Esta semana se ha celebrado un nuevo ciclo de sesiones del caso Mercasa. Un juicio en la Audiencia Nacional que ha sentado en el banquillo a 18 personas y siete sociedades mercantiles españolas implicadas en el pago de abundantes comisiones para funcionarios y cargos políticos y militares de Angola. Todo por el proyecto de construcción de un mercado de alimentación en Luanda, la capital de Angola, y sus derivadas.

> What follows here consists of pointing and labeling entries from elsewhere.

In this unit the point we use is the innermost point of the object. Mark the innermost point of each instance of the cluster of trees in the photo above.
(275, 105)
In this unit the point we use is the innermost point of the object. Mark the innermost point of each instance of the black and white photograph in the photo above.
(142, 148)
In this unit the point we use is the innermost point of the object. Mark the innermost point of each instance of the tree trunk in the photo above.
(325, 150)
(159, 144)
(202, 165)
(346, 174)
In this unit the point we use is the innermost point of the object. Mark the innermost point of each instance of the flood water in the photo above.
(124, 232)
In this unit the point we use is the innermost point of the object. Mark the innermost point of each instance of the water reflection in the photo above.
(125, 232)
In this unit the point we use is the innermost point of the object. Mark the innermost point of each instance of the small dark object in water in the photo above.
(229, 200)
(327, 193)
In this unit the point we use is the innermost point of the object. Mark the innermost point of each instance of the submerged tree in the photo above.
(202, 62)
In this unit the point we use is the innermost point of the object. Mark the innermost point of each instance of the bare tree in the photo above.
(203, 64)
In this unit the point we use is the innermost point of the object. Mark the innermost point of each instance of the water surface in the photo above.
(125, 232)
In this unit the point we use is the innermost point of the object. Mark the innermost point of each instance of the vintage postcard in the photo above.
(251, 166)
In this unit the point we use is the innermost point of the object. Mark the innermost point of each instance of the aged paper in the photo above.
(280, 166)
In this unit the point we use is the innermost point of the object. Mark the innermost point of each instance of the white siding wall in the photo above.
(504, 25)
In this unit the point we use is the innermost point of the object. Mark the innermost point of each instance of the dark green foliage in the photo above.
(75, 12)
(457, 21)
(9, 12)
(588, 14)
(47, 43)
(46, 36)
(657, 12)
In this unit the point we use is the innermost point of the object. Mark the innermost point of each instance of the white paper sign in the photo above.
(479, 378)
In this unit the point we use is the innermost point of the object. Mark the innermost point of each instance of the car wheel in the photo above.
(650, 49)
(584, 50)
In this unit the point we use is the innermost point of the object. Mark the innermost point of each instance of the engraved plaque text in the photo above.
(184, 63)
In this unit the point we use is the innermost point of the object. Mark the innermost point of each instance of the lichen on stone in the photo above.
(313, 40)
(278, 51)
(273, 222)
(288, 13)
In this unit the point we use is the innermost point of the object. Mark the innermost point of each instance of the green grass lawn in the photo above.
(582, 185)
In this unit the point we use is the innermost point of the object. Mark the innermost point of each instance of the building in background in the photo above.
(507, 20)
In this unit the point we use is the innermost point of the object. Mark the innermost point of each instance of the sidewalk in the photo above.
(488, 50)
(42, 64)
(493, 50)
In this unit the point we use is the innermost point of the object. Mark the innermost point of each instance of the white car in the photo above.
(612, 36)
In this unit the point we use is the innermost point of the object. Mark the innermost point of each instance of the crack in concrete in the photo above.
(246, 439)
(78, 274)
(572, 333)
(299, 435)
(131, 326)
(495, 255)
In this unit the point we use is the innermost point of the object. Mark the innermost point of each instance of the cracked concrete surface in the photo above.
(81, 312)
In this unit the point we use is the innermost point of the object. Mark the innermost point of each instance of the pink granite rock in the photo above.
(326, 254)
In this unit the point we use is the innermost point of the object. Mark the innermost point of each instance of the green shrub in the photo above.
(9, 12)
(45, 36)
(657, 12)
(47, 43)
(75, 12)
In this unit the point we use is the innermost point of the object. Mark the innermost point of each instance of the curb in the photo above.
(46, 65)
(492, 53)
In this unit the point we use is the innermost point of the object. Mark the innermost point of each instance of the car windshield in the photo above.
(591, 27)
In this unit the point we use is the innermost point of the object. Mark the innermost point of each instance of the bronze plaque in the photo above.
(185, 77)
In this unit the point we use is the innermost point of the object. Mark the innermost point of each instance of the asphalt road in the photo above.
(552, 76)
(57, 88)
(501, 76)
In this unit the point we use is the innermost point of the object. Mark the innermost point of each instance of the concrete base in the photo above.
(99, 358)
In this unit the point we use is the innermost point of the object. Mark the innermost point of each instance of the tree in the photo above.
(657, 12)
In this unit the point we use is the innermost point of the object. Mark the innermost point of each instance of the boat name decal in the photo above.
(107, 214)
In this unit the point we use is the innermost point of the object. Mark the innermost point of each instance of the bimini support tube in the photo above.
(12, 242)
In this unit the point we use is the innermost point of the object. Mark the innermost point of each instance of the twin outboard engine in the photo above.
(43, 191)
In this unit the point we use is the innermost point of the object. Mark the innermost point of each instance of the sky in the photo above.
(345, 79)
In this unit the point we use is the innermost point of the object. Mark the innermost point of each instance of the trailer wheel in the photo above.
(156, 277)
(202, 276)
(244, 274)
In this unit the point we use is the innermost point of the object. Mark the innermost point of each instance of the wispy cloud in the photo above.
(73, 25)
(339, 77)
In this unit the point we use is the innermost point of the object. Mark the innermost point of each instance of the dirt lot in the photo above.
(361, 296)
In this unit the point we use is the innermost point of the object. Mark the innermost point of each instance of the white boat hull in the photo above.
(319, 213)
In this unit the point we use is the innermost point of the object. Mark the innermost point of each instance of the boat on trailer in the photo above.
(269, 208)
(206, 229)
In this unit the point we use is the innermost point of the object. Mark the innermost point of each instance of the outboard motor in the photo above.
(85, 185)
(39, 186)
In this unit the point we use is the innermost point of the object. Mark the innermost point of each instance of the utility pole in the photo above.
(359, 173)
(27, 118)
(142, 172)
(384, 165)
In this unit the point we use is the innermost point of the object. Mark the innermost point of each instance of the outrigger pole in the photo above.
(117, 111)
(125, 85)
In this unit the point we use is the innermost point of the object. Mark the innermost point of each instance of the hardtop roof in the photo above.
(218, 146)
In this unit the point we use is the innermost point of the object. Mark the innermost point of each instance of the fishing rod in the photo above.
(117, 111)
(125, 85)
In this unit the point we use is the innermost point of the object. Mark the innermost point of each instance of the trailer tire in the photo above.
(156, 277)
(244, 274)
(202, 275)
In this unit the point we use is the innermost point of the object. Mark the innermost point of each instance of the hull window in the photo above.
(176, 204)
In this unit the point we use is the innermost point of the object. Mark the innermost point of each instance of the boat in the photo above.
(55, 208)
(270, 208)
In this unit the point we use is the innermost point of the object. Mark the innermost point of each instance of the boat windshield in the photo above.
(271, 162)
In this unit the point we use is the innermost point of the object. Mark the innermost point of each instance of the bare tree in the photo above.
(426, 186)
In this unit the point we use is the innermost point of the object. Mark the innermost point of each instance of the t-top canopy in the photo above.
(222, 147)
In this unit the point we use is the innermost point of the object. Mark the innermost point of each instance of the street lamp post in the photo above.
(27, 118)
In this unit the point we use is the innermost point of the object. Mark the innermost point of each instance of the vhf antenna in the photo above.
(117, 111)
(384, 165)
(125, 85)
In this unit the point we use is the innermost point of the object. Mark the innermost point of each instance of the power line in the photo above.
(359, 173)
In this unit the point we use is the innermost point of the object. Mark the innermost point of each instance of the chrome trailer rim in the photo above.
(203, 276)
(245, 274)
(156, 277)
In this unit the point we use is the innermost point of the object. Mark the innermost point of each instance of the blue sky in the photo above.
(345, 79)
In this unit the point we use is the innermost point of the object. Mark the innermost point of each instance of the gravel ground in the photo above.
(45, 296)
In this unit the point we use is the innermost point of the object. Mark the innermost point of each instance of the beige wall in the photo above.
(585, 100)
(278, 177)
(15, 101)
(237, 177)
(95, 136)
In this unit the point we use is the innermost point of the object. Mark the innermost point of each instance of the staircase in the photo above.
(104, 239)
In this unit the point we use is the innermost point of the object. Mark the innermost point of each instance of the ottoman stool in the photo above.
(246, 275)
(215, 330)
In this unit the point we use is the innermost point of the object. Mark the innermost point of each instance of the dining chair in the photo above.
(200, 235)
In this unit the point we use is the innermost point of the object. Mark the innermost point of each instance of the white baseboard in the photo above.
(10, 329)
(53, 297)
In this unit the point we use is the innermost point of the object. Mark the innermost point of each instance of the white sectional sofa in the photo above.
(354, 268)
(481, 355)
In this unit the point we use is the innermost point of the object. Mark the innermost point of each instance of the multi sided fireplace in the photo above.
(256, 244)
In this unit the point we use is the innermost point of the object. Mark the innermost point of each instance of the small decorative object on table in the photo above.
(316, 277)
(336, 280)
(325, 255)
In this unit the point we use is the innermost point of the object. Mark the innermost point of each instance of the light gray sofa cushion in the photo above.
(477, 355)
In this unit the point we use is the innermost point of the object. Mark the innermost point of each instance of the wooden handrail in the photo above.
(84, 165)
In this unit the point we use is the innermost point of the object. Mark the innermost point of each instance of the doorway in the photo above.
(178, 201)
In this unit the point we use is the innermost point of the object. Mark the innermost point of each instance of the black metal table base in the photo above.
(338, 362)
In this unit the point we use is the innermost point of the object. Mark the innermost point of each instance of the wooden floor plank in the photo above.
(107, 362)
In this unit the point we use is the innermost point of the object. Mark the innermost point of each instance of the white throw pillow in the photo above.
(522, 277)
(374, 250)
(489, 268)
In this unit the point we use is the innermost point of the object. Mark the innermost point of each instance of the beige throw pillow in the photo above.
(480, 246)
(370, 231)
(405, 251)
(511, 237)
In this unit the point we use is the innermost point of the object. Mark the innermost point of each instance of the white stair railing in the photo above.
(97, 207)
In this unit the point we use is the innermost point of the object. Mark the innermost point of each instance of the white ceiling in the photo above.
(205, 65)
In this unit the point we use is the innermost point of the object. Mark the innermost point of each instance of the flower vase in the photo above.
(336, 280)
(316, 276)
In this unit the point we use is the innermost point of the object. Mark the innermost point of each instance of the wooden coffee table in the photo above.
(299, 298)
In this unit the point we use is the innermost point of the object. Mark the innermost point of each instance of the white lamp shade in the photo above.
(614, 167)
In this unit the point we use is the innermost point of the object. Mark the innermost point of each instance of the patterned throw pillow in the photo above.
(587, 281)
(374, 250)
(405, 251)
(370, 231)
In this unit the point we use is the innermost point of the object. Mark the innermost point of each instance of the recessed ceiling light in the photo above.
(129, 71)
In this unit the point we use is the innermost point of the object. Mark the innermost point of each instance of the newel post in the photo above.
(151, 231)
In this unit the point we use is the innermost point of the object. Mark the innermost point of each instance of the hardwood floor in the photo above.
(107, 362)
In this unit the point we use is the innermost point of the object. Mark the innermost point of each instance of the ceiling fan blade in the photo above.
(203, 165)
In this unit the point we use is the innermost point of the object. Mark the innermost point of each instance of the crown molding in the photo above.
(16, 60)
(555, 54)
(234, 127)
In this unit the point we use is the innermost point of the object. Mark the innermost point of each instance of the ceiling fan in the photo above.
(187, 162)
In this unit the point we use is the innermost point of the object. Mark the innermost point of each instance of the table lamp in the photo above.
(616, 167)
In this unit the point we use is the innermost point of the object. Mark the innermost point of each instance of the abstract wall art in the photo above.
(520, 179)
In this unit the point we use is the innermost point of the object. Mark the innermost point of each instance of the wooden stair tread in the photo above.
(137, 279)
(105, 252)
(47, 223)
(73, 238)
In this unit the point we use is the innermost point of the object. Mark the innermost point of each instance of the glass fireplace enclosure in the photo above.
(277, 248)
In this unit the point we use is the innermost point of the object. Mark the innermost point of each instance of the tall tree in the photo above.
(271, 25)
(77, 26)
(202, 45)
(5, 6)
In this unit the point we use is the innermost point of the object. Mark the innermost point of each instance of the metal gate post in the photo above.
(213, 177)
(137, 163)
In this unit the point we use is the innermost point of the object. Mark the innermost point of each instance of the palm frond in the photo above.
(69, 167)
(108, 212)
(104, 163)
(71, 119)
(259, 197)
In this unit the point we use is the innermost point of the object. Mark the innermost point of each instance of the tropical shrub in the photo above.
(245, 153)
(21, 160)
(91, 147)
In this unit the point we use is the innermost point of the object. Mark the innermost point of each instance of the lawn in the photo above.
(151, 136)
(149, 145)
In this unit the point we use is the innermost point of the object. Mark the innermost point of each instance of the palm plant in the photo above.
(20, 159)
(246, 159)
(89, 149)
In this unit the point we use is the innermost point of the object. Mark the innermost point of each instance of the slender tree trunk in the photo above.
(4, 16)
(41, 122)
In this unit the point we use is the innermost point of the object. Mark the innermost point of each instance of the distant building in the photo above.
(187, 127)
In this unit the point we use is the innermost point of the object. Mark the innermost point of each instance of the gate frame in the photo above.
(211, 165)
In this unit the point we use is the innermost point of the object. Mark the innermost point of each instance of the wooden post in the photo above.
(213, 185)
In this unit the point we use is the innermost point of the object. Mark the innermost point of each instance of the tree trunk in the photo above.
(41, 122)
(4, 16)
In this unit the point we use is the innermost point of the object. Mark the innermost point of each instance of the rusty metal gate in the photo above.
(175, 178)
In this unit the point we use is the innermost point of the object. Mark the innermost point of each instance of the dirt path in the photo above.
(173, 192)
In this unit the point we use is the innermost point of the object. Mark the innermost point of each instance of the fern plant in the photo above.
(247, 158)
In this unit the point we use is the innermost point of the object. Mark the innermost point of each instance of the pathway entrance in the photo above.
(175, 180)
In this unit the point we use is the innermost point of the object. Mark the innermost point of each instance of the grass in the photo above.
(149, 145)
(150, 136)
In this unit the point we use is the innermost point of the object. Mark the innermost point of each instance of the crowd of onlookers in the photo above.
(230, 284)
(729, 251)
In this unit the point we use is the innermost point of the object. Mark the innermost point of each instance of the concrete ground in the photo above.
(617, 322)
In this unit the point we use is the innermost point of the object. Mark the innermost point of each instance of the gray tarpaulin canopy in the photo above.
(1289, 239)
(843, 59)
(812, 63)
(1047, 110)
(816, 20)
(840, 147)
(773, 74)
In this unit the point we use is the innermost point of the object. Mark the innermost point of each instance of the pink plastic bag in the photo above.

A medida que se ha ido desarrollando la prueba del caso, a través de diversos testimonios, se ha perfilado la sofisticada operativa que utilizaban las personas imputadas y las sociedades investigadas para operar esquivando los controles. Además, se ha visto cómo se utilizaban los contactos diplomáticos y cómo los ingenieros de las operativas tenían renombre internacional y podían evitar la acción de la justicia con una difusa situación de prófugos a pesar del rastro destacado que iban dejando sus actividades mercantiles y empresariales. Pero, sobre todo, se ha visto la estructura societaria construida para esquivar los controles públicos españoles y la endogamia de los cargos elegidos para dirigir estas empresas.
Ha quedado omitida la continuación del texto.